The point of this is to demonstrate that the basic technology of the Web is all very straight-forward: TCP sockets are like two-way radios, and everyone agrees that channel 80 is the HTTP language channel (like how in your local community, channel 52 might be the Spanish speaking TV channel). HTTP is human readable code. Whenever you connect to a website, your browser is speaking this language over a TCP socket, and the server on the other end of the Internet is talking right back. It all happens in an instant, but you can make it all happen by hand if you want to.

We often work with grand server software like Apache, but the job of the server software is really just to provide to you an elegant tool for dumping HTTP code onto a TCP socket in a way that intelligently responds to the web browsers that are communicating with it. The function of the TCP socket is simply to feed that code onto the Internet for you. So a server can be anything that lets you read and write code on a TCP socket, even just one single command, like netcat.

Linux gives you the tools to invent your own space in the Web, right down to the smallest detail, but still provides a simple way to freely install enterprise-quality server software that handles all the details for you.

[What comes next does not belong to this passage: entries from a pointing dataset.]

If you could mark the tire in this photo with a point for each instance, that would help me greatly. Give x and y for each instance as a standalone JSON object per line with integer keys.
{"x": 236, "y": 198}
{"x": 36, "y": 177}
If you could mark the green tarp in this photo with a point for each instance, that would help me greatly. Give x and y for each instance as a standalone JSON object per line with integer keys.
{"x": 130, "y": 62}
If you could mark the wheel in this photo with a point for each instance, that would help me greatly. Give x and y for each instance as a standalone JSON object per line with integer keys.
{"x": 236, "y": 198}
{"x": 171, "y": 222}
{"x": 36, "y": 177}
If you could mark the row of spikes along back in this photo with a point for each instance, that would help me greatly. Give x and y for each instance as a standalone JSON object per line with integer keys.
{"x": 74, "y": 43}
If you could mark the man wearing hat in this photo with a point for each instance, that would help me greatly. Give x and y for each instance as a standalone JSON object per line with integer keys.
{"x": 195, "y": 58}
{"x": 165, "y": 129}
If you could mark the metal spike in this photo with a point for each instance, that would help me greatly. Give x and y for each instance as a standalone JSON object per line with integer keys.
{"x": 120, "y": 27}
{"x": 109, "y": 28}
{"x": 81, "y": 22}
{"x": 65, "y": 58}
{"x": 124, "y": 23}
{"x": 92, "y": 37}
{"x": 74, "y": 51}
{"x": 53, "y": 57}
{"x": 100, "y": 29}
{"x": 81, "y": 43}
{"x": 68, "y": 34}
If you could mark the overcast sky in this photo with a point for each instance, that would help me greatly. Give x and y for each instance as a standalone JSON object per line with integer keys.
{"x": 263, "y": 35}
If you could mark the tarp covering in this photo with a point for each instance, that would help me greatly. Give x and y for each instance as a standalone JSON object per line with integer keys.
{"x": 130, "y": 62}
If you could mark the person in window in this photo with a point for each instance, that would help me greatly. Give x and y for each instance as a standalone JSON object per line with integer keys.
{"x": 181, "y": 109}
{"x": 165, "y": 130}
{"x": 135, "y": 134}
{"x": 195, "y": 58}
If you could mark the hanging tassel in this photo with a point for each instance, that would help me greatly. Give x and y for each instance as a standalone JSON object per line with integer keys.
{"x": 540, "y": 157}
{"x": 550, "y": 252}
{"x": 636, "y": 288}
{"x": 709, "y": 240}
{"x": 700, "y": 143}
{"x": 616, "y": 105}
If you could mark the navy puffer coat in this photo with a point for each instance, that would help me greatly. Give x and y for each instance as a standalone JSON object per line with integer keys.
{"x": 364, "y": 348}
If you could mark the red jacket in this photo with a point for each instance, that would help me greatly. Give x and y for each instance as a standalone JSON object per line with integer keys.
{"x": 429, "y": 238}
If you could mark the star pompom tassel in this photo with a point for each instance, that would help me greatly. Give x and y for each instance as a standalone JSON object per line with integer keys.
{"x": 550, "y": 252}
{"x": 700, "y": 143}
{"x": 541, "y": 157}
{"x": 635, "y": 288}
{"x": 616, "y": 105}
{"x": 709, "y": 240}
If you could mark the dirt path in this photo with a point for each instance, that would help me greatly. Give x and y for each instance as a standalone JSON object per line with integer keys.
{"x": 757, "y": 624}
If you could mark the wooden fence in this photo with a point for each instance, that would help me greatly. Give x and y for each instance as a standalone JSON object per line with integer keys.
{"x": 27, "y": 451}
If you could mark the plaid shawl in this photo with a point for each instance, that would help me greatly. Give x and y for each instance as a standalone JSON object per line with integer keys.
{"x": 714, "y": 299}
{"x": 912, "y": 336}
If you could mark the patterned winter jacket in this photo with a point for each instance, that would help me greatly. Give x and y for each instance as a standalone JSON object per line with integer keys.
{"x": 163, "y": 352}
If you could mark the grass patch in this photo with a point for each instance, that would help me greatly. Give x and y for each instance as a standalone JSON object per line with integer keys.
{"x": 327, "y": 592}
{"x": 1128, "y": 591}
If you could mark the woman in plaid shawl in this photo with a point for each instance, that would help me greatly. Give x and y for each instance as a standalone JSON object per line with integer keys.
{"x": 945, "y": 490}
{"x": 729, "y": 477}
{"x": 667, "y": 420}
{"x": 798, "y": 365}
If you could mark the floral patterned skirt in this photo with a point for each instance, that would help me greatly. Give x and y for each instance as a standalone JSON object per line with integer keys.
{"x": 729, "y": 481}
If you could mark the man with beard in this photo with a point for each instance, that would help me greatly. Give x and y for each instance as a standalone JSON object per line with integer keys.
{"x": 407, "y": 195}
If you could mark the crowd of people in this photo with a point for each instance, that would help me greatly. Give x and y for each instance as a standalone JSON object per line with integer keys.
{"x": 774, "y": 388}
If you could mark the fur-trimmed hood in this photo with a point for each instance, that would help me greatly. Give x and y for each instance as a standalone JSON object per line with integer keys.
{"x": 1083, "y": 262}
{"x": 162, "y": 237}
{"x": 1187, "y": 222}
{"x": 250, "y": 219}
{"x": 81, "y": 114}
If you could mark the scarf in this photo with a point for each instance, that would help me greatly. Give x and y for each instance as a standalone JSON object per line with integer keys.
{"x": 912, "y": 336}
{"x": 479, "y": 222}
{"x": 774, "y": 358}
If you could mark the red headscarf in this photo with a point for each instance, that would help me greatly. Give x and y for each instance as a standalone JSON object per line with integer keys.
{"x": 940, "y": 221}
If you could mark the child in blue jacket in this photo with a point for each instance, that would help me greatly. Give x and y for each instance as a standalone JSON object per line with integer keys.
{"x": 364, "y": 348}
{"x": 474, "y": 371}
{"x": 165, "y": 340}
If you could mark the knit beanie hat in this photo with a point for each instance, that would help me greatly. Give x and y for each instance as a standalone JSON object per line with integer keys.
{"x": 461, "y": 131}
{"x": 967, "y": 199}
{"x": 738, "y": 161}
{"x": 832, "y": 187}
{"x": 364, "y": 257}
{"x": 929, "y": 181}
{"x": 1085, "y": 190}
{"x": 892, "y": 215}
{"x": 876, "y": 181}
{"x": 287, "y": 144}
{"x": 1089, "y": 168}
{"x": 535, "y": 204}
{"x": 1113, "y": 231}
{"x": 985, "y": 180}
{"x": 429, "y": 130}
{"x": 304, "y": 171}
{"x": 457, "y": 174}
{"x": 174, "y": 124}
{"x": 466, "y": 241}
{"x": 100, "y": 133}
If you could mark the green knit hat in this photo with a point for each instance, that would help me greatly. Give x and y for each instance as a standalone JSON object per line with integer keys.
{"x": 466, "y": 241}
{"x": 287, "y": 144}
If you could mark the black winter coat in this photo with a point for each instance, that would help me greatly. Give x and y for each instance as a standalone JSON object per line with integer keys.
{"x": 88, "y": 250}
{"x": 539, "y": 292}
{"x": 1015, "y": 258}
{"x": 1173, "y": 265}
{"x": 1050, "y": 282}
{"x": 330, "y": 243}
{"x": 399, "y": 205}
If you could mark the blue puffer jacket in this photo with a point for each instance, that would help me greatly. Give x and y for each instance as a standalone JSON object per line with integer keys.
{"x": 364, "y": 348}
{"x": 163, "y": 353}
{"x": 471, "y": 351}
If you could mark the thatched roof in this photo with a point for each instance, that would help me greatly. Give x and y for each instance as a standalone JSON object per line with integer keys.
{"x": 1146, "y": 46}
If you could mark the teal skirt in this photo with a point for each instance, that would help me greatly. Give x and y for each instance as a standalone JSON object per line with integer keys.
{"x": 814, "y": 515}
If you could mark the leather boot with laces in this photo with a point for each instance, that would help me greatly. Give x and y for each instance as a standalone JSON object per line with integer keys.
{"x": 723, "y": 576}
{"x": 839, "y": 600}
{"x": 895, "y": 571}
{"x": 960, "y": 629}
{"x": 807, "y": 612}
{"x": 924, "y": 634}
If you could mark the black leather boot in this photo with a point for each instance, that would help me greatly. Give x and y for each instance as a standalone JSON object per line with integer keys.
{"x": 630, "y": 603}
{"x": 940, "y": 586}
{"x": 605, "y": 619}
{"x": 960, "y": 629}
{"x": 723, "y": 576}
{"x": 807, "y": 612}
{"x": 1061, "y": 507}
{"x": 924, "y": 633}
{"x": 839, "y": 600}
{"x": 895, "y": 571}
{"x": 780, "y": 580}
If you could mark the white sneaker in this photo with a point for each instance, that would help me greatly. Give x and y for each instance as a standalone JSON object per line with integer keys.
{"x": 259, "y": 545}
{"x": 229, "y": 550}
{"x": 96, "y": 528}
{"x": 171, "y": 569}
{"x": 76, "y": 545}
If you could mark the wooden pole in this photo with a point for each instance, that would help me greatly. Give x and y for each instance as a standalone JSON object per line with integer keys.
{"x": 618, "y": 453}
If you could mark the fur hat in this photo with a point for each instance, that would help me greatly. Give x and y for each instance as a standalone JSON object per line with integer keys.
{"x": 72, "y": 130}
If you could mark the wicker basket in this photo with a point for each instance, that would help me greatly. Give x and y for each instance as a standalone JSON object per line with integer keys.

One final note: don't ever say "TCP channel 80", say "TCP port 80", or port 50080. We don't call ports channels, even though ports are almost exactly like TV or radio channels, they are called "ports." Also, don't refer to HTTP as a "language," (even though that's what it is, a language), you should call it a "protocol." HTTP means Hyper Text Transfer Protocol. HTML is a language, the Hyper Text Markup Language. What's the difference between a language and a protocol? Not much, that's just how the jargon has evolved.